L’episodio risale alla serata di Ferragosto, intorno alle 19, in via Poseidonia, nella località Torre di Mare. Gli agenti, coordinati dal comandante, maggiore Antonio Rinaldi, sono intervenuti presso la struttura turistico-ricettiva “DREAM Village”, complesso immobiliare sottoposto a sequestro penale nel giugno scorso nell’ambito di una precedente operazione dello stesso Comando.
L’intervento è scattato in seguito alla segnalazione dell’asportazione di alcuni elementi d’arredo, circostanza successivamente formalizzata attraverso una denuncia.
Raggiunta la struttura in pochi minuti, gli agenti hanno individuato un uomo in prossimità di un veicolo. Nelle immediate vicinanze sarebbero stati rinvenuti anche i beni che, secondo quanto ricostruito dalla Polizia Locale, erano stati sottratti dal complesso.
Gli accertamenti effettuati all’interno della struttura hanno inoltre consentito di riscontrare la forzatura di una porta d’accesso sul lato sud dell’immobile, attraverso la quale l’uomo si sarebbe introdotto nei locali.

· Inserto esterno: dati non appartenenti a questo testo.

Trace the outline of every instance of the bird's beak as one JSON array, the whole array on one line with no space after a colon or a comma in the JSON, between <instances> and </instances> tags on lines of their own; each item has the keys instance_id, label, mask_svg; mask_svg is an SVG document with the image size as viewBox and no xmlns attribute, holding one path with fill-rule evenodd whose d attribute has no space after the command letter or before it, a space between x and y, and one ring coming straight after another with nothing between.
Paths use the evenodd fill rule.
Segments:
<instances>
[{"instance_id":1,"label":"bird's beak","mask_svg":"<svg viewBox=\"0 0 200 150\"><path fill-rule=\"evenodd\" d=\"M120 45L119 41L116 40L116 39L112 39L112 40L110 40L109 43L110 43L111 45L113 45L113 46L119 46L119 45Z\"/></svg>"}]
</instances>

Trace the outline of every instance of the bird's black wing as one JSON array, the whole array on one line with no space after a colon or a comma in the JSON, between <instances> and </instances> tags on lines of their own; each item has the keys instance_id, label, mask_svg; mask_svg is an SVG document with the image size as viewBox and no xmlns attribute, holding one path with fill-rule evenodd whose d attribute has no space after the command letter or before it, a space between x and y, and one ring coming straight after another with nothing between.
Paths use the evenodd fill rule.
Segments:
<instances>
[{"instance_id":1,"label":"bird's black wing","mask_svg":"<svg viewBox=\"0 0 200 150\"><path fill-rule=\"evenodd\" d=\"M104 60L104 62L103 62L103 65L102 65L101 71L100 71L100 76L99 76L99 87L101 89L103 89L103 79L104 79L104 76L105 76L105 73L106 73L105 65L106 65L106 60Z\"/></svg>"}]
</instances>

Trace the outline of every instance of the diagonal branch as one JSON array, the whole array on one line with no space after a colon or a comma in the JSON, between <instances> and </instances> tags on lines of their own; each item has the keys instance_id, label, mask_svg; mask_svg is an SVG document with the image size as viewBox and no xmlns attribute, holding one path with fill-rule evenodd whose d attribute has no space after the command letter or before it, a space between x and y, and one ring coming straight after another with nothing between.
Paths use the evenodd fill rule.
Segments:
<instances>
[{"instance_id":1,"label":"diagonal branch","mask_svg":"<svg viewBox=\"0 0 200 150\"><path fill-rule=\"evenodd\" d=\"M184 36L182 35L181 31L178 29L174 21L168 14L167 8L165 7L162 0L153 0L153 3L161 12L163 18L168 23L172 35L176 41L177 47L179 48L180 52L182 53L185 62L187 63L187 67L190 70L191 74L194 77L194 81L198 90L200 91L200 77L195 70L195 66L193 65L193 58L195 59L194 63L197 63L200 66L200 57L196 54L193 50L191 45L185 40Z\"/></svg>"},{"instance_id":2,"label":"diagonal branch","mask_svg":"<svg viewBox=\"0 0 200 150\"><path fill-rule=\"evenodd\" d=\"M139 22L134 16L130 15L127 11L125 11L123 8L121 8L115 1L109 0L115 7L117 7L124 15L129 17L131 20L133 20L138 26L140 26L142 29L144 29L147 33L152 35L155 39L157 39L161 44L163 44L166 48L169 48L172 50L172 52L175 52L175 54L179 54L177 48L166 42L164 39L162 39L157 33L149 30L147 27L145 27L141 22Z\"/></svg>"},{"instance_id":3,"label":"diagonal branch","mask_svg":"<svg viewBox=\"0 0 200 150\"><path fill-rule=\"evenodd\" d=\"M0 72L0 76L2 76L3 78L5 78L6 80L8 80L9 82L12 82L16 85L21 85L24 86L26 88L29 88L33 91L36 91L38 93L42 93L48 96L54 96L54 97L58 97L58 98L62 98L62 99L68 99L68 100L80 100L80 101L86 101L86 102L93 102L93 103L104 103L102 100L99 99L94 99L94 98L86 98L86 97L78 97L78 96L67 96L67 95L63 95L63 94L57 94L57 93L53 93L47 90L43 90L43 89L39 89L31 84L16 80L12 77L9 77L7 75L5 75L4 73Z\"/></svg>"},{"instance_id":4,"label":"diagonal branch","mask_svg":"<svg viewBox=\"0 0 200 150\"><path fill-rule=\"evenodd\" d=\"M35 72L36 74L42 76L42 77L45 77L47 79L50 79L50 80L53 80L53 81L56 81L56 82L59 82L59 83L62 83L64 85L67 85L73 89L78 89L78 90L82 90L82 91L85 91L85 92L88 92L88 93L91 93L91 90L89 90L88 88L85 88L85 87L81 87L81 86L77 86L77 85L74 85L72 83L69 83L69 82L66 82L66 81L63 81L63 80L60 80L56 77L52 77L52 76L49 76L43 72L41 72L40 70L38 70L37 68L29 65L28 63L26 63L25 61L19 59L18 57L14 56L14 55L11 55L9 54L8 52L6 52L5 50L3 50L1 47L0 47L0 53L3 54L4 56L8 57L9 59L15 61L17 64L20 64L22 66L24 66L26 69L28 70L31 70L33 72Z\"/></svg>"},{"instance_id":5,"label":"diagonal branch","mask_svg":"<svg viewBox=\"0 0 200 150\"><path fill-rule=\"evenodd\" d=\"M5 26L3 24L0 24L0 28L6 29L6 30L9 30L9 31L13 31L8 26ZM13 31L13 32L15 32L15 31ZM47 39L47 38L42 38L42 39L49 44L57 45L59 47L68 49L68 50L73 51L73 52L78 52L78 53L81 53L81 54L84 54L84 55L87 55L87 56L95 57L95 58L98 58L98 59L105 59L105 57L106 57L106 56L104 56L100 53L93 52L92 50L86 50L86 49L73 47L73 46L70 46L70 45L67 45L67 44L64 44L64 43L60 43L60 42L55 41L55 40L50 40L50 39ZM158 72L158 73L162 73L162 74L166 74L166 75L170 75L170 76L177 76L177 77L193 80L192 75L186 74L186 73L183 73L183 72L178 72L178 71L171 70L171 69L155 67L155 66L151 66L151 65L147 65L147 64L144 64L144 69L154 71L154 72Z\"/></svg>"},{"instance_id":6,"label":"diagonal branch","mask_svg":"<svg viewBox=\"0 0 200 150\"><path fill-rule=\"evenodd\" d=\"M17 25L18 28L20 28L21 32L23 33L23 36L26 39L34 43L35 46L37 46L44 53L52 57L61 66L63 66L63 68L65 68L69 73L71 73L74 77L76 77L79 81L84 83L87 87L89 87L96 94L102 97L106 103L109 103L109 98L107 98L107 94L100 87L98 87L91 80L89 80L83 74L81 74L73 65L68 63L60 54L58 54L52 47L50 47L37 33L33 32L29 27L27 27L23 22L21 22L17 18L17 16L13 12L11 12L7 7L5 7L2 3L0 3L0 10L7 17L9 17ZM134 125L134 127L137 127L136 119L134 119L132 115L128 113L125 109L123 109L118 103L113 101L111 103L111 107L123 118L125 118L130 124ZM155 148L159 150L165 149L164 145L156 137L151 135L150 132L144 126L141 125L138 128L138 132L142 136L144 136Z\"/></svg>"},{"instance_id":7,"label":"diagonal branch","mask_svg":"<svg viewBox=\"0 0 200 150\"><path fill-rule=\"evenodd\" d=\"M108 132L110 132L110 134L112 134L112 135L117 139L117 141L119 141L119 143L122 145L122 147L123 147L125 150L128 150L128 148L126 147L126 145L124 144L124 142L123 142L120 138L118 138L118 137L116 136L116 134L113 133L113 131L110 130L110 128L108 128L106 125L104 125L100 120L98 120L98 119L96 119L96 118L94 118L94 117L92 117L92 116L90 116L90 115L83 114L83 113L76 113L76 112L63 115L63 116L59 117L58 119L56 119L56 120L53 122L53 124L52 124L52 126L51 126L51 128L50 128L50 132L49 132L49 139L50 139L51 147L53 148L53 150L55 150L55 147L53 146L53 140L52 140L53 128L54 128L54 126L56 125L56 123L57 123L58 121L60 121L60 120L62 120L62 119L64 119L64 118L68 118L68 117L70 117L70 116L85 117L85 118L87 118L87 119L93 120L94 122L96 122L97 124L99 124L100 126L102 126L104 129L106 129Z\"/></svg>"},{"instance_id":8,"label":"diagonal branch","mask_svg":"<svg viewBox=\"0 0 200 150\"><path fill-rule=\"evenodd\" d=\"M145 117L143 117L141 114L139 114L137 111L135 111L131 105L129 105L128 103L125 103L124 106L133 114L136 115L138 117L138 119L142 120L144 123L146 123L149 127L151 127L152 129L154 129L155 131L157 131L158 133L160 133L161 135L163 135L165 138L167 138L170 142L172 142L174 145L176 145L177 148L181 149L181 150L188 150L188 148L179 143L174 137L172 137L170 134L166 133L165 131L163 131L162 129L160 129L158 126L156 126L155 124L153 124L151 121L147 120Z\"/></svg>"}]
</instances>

Alla luce degli elementi raccolti, nei suoi confronti vengono ipotizzati i reati di furto aggravato e violazione dei sigilli apposti sull’area sottoposta a sequestro.
La refurtiva è stata recuperata e sottoposta a sequestro probatorio, mentre l’accesso forzato è stato nuovamente messo in sicurezza dagli agenti.
Dell’accaduto è stata informata la Procura della Repubblica presso il Tribunale di Salerno. Il sostituto procuratore di turno ha disposto il deferimento dell’uomo in stato di libertà. Le contestazioni formulate restano naturalmente soggette alle successive verifiche dell’Autorità giudiziaria e vale il principio di presunzione di innocenza fino a eventuale sentenza definitiva.
L’operazione rientra nelle attività di controllo condotte dalla Polizia Locale di Capaccio Paestum per verificare il rispetto dei provvedimenti giudiziari e, in particolare, dei sequestri disposti sul territorio comunale.